With current native tools you cannot succeed in management of complex auto layout: we neither have visual tools that would allow us to set up constraints for complex views (unless we are True Mouse Clickers) nor we have fine-grained DSLs developed by Apple officially (that’s why we sometimes have those crazy amounts of addConstraint: given we want to stay native).

This is why so many Open Source solutions appear to compensate that lack of native support for semantics of UI: good examples are ComponentKit and different Auto Layout DSLs like Carthography, Snapkit and Parus. It is worth mentioning that so far AFAIK nobody ever tried to create alternative to Interface Builder because nobody wants to compensate THAT mouse-driven thing.

We don’t need Xibs in our binaries and there is no need in overhead of loading them via Runtime

One important thing that contributes to this gap between Interface Builder level and Objective-C/Swift code level implementations is the fact that we do not have access to intermediate representation that is produced from our Storyboards and Xibs.

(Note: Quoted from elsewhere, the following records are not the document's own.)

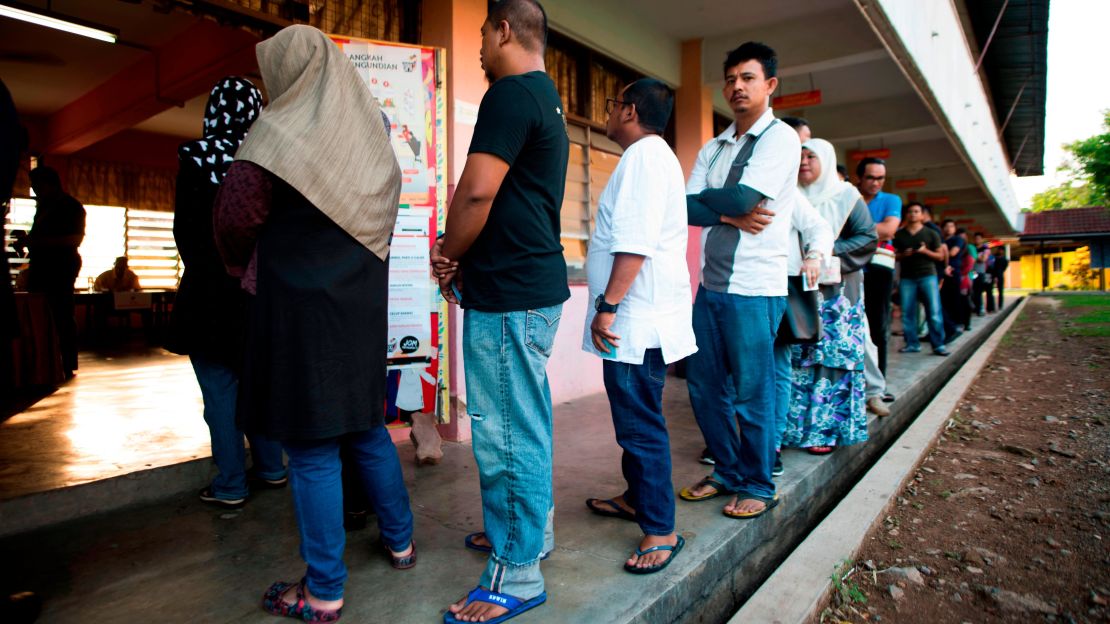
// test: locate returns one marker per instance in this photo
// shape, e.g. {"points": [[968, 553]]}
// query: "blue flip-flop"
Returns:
{"points": [[470, 543], [514, 604], [653, 569]]}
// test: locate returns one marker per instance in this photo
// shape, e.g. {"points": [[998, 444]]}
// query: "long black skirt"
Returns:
{"points": [[315, 341]]}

We only get final artefacts like View Controllers or Views in Runtime space when application is already a binary and is on the air.

Completely alternative approach would be to generate intermediate code in a form of classes based on Factory Pattern so that for particular View Controller or View we could have access to their Factories generated from their Xib/Storyboard files. Not only it would allow developers to observe their artefacts long before compilation process even starts but would also eliminate overhead of both compilation time and runtime instantiation. Can you imagine your application binary without Xibs/Storyboards in its resources folder, can you expect better performance seen in Instruments?

Having that direction taken eventually we would realize that those factories are now to be managed by humans and this could initiate a new cycle in our UI programming practice.

Focused tests feature is missing in XCTest

It have been there for years in Cedar testing framework: Focused specs. But using XCTest when you want to run one test or one test class in a focused mode the only way to do that is to click that small green/red icon using your mouse/trackpad which is completely counter productive as it adds additional complexity to the TDD flow which always implies fast iteration.

We could just have conventions like - (void)ftest... or even better Clang annotations to instruct XCTest to run Command+U on only the tests that we marked as a focused group.


To be honest we have many more of those ideas that we could share with Apple if we were sure that there actually is anybody who is ready to listen. For example, the third biggest Monolith that I didn’t write about is of course xcodebuild which is another story probably for the Part 2 of this post.

To wrap it up: aside from examples given above we find those simple principles or heuristics very valuable in our development practice:

  • Stay away from monoliths. If you have one think carefully and break it into components and make them as fine-grained as you can using “loose coupling, high cohesion” principle.
  • Mouse-driven development doesn’t scale while plain text files with carefully designed classes or DSLs in them at least have a chance to.